Nvidia Previews Rubin CPX Graphics Card For Disaggregated Inference - News

Nvidia Corp. today previewed an upcoming chip, the Rubin CPX, that will power artificial intelligence appliances with 8 exaflops of performance.

AI inference involves two main steps. First, an AI model analyzes the information on which it will draw to answer the user’s prompt. Once the analysis is complete, the algorithm generates its prompt response one token at a time. Today, the two tasks are usually done using the same hardware.

Nvidia plans to take a different approach with its future AI systems.

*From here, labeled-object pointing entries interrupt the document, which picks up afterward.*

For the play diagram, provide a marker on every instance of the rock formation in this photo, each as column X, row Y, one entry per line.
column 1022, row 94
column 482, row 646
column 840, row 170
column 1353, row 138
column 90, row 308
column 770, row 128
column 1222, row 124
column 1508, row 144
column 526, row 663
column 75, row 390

Instead of performing both steps of the inference workflow using the same graphics card, it plans to assign each step to a different chip. The company calls this approach disaggregated inference.

Nvidia’s upcoming Rubin CPX chip is optimized for the initial, so-called context phase of the two-step inference workflow. The company will use it to power a rack-scale system called the Vera Rubin NVL144 CPX (pictured.) Each appliance will combine 144 Rubin CPX chips with 144 Rubin GPUs, upcoming processors optimized for both phases of the inference workflow. The accelerators will be supported by 36 central processing units.

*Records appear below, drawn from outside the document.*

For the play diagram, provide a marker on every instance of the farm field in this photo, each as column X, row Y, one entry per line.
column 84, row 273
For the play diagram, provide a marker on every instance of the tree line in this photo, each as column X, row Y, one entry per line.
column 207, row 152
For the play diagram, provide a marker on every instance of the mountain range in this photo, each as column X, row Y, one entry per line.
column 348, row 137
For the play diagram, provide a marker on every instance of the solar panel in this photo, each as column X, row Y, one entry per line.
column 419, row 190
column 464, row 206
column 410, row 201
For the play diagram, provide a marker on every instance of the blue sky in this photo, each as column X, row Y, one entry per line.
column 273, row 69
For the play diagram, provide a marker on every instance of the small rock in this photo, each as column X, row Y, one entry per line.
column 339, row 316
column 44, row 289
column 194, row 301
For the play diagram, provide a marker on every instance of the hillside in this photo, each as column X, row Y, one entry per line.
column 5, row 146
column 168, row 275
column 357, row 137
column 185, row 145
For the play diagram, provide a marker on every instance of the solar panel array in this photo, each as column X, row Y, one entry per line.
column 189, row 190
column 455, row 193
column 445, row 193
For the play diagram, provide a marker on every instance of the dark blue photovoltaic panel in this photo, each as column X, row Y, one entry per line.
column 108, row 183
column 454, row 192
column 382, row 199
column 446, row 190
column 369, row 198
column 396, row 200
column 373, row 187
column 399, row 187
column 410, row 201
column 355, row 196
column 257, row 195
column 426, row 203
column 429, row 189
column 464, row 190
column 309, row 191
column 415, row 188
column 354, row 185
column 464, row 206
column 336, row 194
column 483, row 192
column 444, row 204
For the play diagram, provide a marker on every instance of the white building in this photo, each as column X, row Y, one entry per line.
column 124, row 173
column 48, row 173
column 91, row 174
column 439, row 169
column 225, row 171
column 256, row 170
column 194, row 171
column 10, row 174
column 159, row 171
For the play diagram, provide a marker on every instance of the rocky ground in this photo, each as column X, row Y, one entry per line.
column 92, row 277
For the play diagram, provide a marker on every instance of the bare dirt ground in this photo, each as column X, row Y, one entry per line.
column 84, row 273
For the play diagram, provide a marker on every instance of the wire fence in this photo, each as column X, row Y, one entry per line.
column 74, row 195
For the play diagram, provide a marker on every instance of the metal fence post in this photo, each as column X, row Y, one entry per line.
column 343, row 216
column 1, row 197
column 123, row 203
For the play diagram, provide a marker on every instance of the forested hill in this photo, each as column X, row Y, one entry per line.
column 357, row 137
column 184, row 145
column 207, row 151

The company says the upcoming system will provide 8 exaflops of computing capacity. One exaflop corresponds to a quintillion computing operations per second. That’s more than seven times the performance of the top-end GB300 NVL72 appliances currently sold by Nvidia.

Under the hood, the Rubin CPX is based on a monolithic die design with 128 gigabytes of integrated GDDR7 memory. Nvidia also included components optimized to run the attention mechanism of large language models.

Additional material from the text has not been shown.